Büyükşehir Belediyemizin de kendi özünden çıkan sanatçıları sahiplenmesi, sanatçılarımızın gözlerinin
parlamasına neden olmuştur her halde.
*
Şehrimizdeki önemli kitabevlerinden birinde başlayan, “Bütün kitaplarda yüzde yirmi indirim!”
haberini duyunca koşarak gittim. Koşarak diyorum çünkü bu haberi duyanların kitabevini
dolduracağını ve bana almak istediğim kitapları bırakmayacaklarını düşünmüştüm. Acele etmemin
yersiz olduğunu oraya gidince anladım. Ne kitapta indirimden ne de kitabevinden ya haberi
olmayanlar ya da ilgilenmeyenler sayesinde istediğim ( tabi bulabildiklerim içinden) kitapları da aldım.
Büyük alışveriş merkezlerindeki kitapçıların okkalı fiyatlarına rağmen tıka basa (!) dolu olmasının
nedeni, parasına (mı desek markaya mı) düşkün Kayserilinin tercihidir diye saygı gösterip sustum.
Evet, Nar Kitabevi’nden bahsediyorum. O indirim devam ediyor efendim. Siz de kitaplarda bu
kadar indirim yapın sizi de ziyaret edip burada bahsedeyim. (Reklam yapıyor şuna bak!
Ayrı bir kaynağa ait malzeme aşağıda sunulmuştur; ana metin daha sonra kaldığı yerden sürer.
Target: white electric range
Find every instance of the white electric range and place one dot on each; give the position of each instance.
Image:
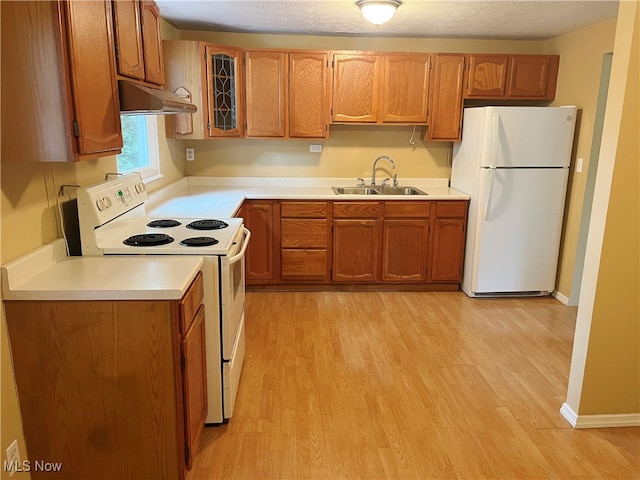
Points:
(113, 221)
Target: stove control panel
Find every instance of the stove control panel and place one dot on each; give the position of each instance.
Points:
(105, 201)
Diyenlere
söylüyorum.)
*
Semaver Öykü Dergisinin Mart/Nisan sayısı yayınlandı. Özcan Karabulut ile yapılan söyleşi, Rus ve
Alman öykülerinden örneklerle dikkat çekiyor.
*
Berceste Dergisi, İmdat Avşar özel sayısı çıkardı. İbrahim Şahin’in yazısı güzeldi.
*
Çıngı Dergisi, Âşık Veysel özel sayısı çıkardı. Ali Baş özel sayısından sonra ikinci özel sayısı olan Mart/
Nisan sayısında Duran Tamer’in Âşık Veysel ile anıları okunmaya değer.
*
Muhsin İlyas Subaşı, “Toprağın Dili” adlı kitabıyla Âşık Veysel kitabı yayınladı. Şiir Vakti Yayınlarından
çıkan kitap, Subaşı’nın incelemeleri, değerlendirmeleri ve Âşık Veysel’in şiirlerinden örneklere yer
veriyor.
Bir şiirle veda…
Buğdayın Türküsü
Halkım ben, parmakla sayılmayan
Sesimde pırıl pırıl bir güç var
Karanlıkta boy atmaya
Sessizliği aşmaya yarayan
Ölü, yiğit, gölge ve buz, ne varsa
Tohuma dururlar yeniden
Ve halk, toprağa gömülü
Tohuma durur bir yerde
Buğday nasıl filizini sürer de
Çıkarsa toprağın üstüne
Güzelim kızıl elleriyle
Sessizliği burgu gibi deler de
Biz halkız, yeniden doğarız ölümlerde.